Die OK-Schule übernahm im Rahmen des Projektes folgende Aufgaben:

  • Vorstellung des geplanten Projektes in der Schule, mit dem Ziel, Schüler für die Teilnahme zu gewinnen.
  • Unterstützung und Betreuung der neun teilnehmenden Schüler durch Herrn Jansen. Anleitung und Hilfe bei der Erstellung der Abschlusspräsentationen.

Projektverlauf

  • Wir stellten die die Motorbausätze bereit und standen den Schülern mit Rat und Tat
    zur Seite. Die Funktionsweise eines Elektromotors ist nicht ganz einfach zu erklären, selbst viele Erwachsene können das nicht. Es zeigte sich aber, wenn die Schüler
    einmal selbst so einen Motor gebaut haben, konnten sie anschließend seine Funktionsweise nachvollziehen. Spaß machte es auch, wie man den Bildern entnehmen kann.
  • „Handlungsorientiertes Lernen“ nennt sich dieser pädagogische Ansatz. In der firmeneigenen Test- und Prüfhalle haben wir ein abgegrenztes „Schülerlabor“ eingerichtet. Alles Nötige stand dort zur Verfügung.
  • Selbst etwas zu programmieren ist für Schüler wichtig, um in einer von Technologie geprägten Zukunft erfolgreich sein zu können. Im Projektverlauf wandten wir uns der Welt der programmierbaren Industriesysteme zu. 

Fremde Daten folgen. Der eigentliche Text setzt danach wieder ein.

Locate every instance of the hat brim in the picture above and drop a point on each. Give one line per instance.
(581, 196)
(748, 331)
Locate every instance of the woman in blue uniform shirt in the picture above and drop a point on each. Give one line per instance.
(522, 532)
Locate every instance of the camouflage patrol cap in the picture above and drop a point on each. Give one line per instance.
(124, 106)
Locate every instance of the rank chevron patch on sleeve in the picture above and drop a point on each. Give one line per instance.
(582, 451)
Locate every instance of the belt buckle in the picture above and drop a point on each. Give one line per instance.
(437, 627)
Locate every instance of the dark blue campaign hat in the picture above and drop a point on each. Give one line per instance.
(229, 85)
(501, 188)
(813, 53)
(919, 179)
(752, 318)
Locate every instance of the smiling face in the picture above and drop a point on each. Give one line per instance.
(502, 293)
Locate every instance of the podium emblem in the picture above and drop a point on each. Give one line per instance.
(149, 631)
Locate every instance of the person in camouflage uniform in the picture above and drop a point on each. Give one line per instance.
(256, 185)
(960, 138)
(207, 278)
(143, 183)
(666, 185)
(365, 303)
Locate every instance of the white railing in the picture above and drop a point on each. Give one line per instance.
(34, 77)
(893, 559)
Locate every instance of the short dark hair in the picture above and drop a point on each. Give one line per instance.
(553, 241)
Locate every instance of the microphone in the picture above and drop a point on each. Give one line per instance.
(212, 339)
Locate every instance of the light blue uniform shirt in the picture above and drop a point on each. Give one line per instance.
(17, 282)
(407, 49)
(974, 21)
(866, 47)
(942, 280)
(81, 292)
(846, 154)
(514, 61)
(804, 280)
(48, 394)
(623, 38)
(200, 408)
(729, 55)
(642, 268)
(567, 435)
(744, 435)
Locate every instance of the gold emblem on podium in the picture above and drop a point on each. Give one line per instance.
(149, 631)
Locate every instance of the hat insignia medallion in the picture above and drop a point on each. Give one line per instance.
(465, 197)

Die Schüler setzten Drehzahlinitiatoren und Temperaturfühler ein und zeigten die Messwerte in Displays an.

Projektabschluss

  • Jede der drei Schülergruppen erstellte eine Präsentation und erläuterte das Projekt, inklusive praktischer Vorführung.
  • Die Schüler zogen ein sehr positives Resümee. Sie haben an kurzweiligen Nachmittagen bei uns viel Neues gelernt und selbst erprobt.
  • Jeder Schüler erhielt ein Teilnahmezertifikat und eine Prämie.
  • Geplant ist die Fortführung des Kooperationsprojektes in 2020.
  • Wir wollen mit der ganzen Klasse im Frühjahr das Wasserkraftwerk „Steinerne Renne“ in Wernigerode zu besichtigen.
  • Das letzte Bild zeigt die Schüler und ihre Eltern. Wir freuen uns über das rege Interesse der Eltern und ihre vielen Fragen zum Thema.